Samsung was one of the first to embrace NFC, integrating the technology with its Galaxy S3, while others have recently jumped on the bandwagon. Both of Blackberry’s new handsets, the Z10 and Q10, are equipped with NFC, as is the Nokia Lumia 920, and it’s pretty much a given that the upcoming Galaxy S4 will also have it. In addition to phone makers, other financial service providers seem keen to get in on the act, with MasterCard using the MWC stage to show off its updated MasterPass digital wallet, which can support NFC.
Smartphone Payments Face Uphill Struggle
But companies are going to have a very tough time convincing consumers to swap their credit cards and cash for their smartphones, claims at least one analyst.

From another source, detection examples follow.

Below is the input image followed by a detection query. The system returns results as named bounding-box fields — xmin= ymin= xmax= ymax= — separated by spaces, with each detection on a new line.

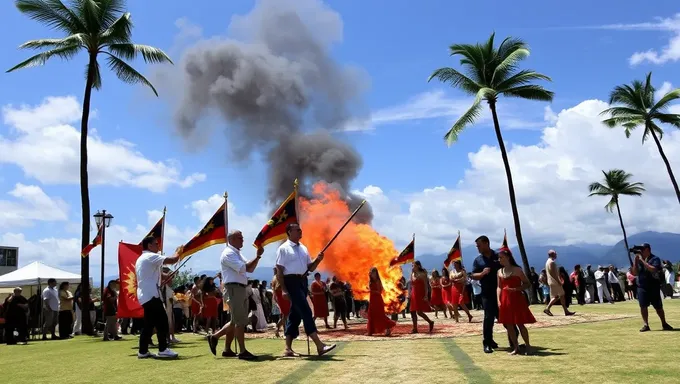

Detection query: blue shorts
xmin=638 ymin=287 xmax=663 ymax=309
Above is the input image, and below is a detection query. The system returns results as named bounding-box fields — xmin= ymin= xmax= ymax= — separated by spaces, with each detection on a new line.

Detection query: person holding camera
xmin=630 ymin=243 xmax=673 ymax=332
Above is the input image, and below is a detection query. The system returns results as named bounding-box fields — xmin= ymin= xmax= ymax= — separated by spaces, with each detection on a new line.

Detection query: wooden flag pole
xmin=320 ymin=200 xmax=366 ymax=253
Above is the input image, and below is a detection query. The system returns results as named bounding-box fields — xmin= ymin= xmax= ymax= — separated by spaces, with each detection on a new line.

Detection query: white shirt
xmin=135 ymin=251 xmax=166 ymax=305
xmin=220 ymin=244 xmax=248 ymax=285
xmin=276 ymin=240 xmax=312 ymax=275
xmin=43 ymin=287 xmax=59 ymax=311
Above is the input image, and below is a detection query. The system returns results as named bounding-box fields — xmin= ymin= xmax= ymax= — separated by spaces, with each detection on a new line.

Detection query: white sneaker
xmin=158 ymin=348 xmax=179 ymax=359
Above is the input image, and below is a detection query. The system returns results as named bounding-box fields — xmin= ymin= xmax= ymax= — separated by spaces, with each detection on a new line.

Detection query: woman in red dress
xmin=366 ymin=267 xmax=397 ymax=336
xmin=409 ymin=261 xmax=434 ymax=333
xmin=272 ymin=269 xmax=290 ymax=337
xmin=451 ymin=260 xmax=472 ymax=323
xmin=440 ymin=267 xmax=453 ymax=319
xmin=496 ymin=248 xmax=536 ymax=355
xmin=310 ymin=272 xmax=330 ymax=329
xmin=430 ymin=269 xmax=446 ymax=318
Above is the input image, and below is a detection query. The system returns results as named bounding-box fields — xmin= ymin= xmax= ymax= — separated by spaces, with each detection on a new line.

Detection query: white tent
xmin=0 ymin=261 xmax=80 ymax=288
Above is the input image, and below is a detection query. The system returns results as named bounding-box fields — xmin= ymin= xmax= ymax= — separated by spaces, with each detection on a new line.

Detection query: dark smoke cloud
xmin=168 ymin=0 xmax=372 ymax=222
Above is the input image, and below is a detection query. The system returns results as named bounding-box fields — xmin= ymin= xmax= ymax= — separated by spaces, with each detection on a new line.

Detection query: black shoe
xmin=208 ymin=335 xmax=217 ymax=356
xmin=238 ymin=351 xmax=257 ymax=361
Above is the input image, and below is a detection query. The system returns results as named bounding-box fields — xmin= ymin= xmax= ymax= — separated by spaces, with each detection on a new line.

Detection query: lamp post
xmin=94 ymin=209 xmax=113 ymax=295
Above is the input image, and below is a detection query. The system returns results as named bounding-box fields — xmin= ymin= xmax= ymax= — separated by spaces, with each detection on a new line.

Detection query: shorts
xmin=224 ymin=284 xmax=248 ymax=327
xmin=638 ymin=287 xmax=663 ymax=309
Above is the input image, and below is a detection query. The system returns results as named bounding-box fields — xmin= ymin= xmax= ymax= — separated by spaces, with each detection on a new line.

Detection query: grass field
xmin=0 ymin=300 xmax=680 ymax=384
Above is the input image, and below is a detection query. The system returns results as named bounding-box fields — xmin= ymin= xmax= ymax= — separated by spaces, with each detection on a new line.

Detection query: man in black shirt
xmin=631 ymin=243 xmax=673 ymax=332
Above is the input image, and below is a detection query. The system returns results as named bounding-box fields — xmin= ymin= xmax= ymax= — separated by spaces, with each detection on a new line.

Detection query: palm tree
xmin=588 ymin=169 xmax=645 ymax=265
xmin=601 ymin=72 xmax=680 ymax=203
xmin=7 ymin=0 xmax=172 ymax=333
xmin=428 ymin=33 xmax=553 ymax=288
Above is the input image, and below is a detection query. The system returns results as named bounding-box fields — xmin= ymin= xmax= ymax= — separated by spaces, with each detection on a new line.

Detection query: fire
xmin=299 ymin=182 xmax=405 ymax=313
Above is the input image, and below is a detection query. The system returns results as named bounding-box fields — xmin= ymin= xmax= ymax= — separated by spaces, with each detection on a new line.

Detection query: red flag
xmin=80 ymin=220 xmax=104 ymax=257
xmin=139 ymin=213 xmax=165 ymax=252
xmin=253 ymin=190 xmax=297 ymax=248
xmin=116 ymin=242 xmax=144 ymax=319
xmin=390 ymin=237 xmax=416 ymax=267
xmin=444 ymin=233 xmax=463 ymax=268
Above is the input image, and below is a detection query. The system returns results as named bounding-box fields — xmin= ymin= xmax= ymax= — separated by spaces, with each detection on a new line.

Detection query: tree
xmin=601 ymin=72 xmax=680 ymax=203
xmin=588 ymin=169 xmax=645 ymax=265
xmin=428 ymin=33 xmax=554 ymax=292
xmin=7 ymin=0 xmax=172 ymax=334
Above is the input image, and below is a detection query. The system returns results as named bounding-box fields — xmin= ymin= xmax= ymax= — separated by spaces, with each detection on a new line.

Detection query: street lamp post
xmin=94 ymin=209 xmax=113 ymax=295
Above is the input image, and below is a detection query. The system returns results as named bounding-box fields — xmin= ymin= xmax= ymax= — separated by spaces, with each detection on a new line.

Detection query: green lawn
xmin=0 ymin=300 xmax=680 ymax=384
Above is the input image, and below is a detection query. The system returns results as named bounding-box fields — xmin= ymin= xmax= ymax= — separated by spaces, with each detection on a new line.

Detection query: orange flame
xmin=299 ymin=182 xmax=405 ymax=313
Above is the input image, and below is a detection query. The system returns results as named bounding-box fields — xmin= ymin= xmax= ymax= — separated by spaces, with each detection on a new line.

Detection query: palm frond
xmin=444 ymin=88 xmax=495 ymax=147
xmin=107 ymin=54 xmax=158 ymax=96
xmin=502 ymin=84 xmax=555 ymax=101
xmin=107 ymin=43 xmax=172 ymax=64
xmin=7 ymin=45 xmax=81 ymax=72
xmin=427 ymin=68 xmax=482 ymax=95
xmin=15 ymin=0 xmax=85 ymax=34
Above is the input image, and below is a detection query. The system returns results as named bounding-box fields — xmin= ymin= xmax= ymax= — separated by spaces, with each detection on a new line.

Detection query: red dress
xmin=440 ymin=277 xmax=451 ymax=304
xmin=411 ymin=277 xmax=431 ymax=312
xmin=312 ymin=280 xmax=328 ymax=317
xmin=274 ymin=287 xmax=290 ymax=316
xmin=430 ymin=279 xmax=444 ymax=306
xmin=366 ymin=281 xmax=397 ymax=335
xmin=498 ymin=275 xmax=536 ymax=324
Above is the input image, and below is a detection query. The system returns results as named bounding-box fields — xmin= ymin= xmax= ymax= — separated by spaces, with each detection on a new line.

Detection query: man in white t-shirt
xmin=276 ymin=224 xmax=335 ymax=357
xmin=135 ymin=236 xmax=183 ymax=359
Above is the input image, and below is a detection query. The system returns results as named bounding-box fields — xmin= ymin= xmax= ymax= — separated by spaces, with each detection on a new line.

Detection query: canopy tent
xmin=0 ymin=261 xmax=80 ymax=288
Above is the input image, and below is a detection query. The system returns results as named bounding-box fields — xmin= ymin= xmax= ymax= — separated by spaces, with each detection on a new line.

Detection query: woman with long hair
xmin=366 ymin=267 xmax=397 ymax=336
xmin=440 ymin=267 xmax=453 ymax=319
xmin=496 ymin=248 xmax=536 ymax=355
xmin=450 ymin=260 xmax=472 ymax=323
xmin=430 ymin=269 xmax=446 ymax=318
xmin=410 ymin=260 xmax=434 ymax=333
xmin=59 ymin=281 xmax=73 ymax=339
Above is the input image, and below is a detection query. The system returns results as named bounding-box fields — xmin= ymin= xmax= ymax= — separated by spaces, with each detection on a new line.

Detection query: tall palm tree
xmin=7 ymin=0 xmax=172 ymax=333
xmin=588 ymin=169 xmax=645 ymax=265
xmin=601 ymin=72 xmax=680 ymax=203
xmin=428 ymin=33 xmax=554 ymax=288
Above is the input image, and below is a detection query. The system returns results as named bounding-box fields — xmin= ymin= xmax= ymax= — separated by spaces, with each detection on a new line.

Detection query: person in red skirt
xmin=450 ymin=260 xmax=472 ymax=323
xmin=440 ymin=267 xmax=453 ymax=319
xmin=430 ymin=269 xmax=446 ymax=318
xmin=272 ymin=268 xmax=290 ymax=337
xmin=410 ymin=261 xmax=434 ymax=333
xmin=310 ymin=272 xmax=330 ymax=329
xmin=496 ymin=248 xmax=536 ymax=355
xmin=366 ymin=267 xmax=397 ymax=336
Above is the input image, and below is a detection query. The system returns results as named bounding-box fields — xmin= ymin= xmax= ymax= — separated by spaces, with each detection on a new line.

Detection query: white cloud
xmin=359 ymin=100 xmax=680 ymax=253
xmin=0 ymin=96 xmax=205 ymax=192
xmin=345 ymin=90 xmax=544 ymax=132
xmin=0 ymin=184 xmax=69 ymax=228
xmin=599 ymin=13 xmax=680 ymax=65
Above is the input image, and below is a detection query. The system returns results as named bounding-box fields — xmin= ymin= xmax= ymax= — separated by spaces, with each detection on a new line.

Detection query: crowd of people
xmin=0 ymin=232 xmax=676 ymax=360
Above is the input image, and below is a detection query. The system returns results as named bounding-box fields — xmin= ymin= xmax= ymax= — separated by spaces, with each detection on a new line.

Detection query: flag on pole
xmin=139 ymin=208 xmax=165 ymax=253
xmin=180 ymin=200 xmax=227 ymax=260
xmin=390 ymin=235 xmax=416 ymax=267
xmin=253 ymin=182 xmax=297 ymax=248
xmin=444 ymin=232 xmax=463 ymax=268
xmin=116 ymin=241 xmax=144 ymax=319
xmin=80 ymin=220 xmax=104 ymax=257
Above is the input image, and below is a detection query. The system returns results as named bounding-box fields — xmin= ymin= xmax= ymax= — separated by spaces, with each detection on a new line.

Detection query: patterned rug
xmin=246 ymin=311 xmax=634 ymax=341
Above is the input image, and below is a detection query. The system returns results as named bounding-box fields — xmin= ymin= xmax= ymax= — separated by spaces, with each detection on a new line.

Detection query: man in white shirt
xmin=135 ymin=236 xmax=183 ymax=359
xmin=208 ymin=230 xmax=264 ymax=360
xmin=42 ymin=279 xmax=59 ymax=340
xmin=276 ymin=224 xmax=335 ymax=357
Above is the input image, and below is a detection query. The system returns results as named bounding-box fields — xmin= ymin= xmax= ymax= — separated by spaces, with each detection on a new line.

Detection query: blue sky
xmin=0 ymin=0 xmax=680 ymax=276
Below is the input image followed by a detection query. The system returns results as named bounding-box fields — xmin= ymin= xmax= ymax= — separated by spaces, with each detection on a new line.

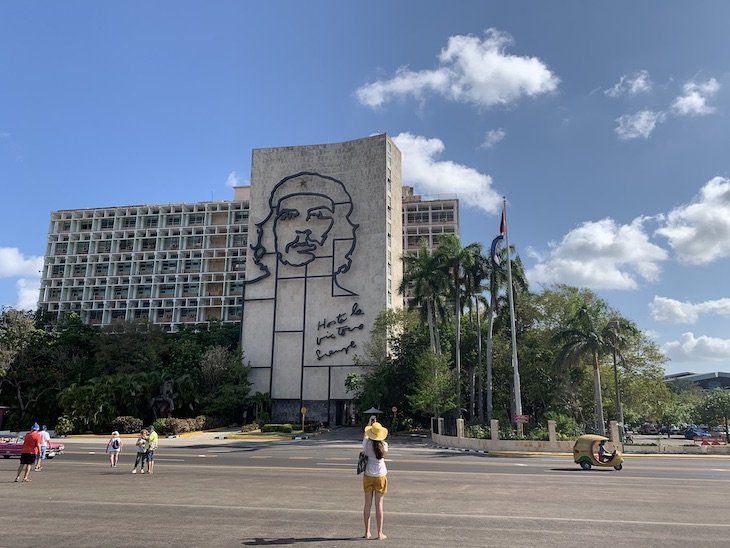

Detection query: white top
xmin=362 ymin=438 xmax=388 ymax=476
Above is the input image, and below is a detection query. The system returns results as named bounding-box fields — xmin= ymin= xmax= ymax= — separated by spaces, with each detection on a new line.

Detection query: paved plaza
xmin=0 ymin=429 xmax=730 ymax=548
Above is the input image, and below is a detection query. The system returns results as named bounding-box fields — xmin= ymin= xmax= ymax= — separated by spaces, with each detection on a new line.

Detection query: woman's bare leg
xmin=362 ymin=491 xmax=373 ymax=538
xmin=375 ymin=493 xmax=388 ymax=540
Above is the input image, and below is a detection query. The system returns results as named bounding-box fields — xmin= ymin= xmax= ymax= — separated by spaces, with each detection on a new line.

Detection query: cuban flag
xmin=491 ymin=207 xmax=507 ymax=266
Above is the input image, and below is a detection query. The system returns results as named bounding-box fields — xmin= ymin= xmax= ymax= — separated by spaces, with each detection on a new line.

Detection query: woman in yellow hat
xmin=362 ymin=422 xmax=388 ymax=540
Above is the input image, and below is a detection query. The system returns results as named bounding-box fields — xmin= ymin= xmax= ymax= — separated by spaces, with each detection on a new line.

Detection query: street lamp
xmin=608 ymin=320 xmax=624 ymax=434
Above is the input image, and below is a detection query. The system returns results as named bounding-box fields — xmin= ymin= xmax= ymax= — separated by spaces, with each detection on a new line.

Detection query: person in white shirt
xmin=362 ymin=422 xmax=388 ymax=540
xmin=35 ymin=424 xmax=51 ymax=472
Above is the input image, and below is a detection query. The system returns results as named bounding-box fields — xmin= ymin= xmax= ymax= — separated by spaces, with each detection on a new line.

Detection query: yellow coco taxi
xmin=573 ymin=434 xmax=624 ymax=470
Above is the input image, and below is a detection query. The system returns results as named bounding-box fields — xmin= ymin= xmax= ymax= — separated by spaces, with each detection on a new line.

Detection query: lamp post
xmin=608 ymin=320 xmax=624 ymax=432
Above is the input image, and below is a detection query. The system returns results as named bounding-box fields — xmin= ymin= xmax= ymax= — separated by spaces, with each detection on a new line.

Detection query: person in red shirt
xmin=15 ymin=423 xmax=41 ymax=481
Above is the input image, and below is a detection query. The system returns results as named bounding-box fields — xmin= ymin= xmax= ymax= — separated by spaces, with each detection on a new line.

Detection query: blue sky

Eden Zoller from the research firm Ovum said that Samsung and Visa will both need to make a huge effort to persuade consumers of the benefits of NFC payments:
“Both Samsung and Visa are committed to NFC and we would expect them to put effort and marketing muscle behind making consumers aware of the potential benefits that NFC payments can bring. This is desperately needed as for most consumers, mobile payments – let alone NFC – is simply not on their radar,” warns Zoller.
“This is backed up by Ovum’s latest Consumer Insights survey; when consumers were asked to rank their most frequently applications, mobile commerce related applications were very low down on their list compared to mobile games, email, and social networking.”
For its part, Visa is quick to claim that its contactless payments are now responsible for some 13 million transactions a month, but while that may sound like a lot, compared to other forms of electronic payment, it really isn’t – Visa Europe for instance, typically makes this many transaction in just 12 hours.
The biggest problem for consumers is that most just can’t see how switching to NFC payments would benefit them – after all, most people do not find it much of an inconvenience to use their credit cards of even pay in cash, as this still only takes a few seconds.
The second issue to be overcome is the lack of infrastructure. The vast majority of businesses simply don’t accept this kind of payment. Samsung and Visa will have to make a big push to get enough deals done between banks and businesses to make NFC payments attractive.
For sure these problems can be overcome, in time, but then again things haven’t exactly been helped by Apple’s steadfast refusal to adopt NFC on its iPhones. That the iPhone 5 lacks NFC means that many businesses and banks will be unwilling to consider mobile payments when one of the smartphone world’s biggest players hasn’t jumped onboard, especially when one might argue that Apple users are generally wealthier and as such, more likely to adopt the technology.
NFC payments are sure to be big in the future, but it’ll be some time before anyone goes ditching their wallet.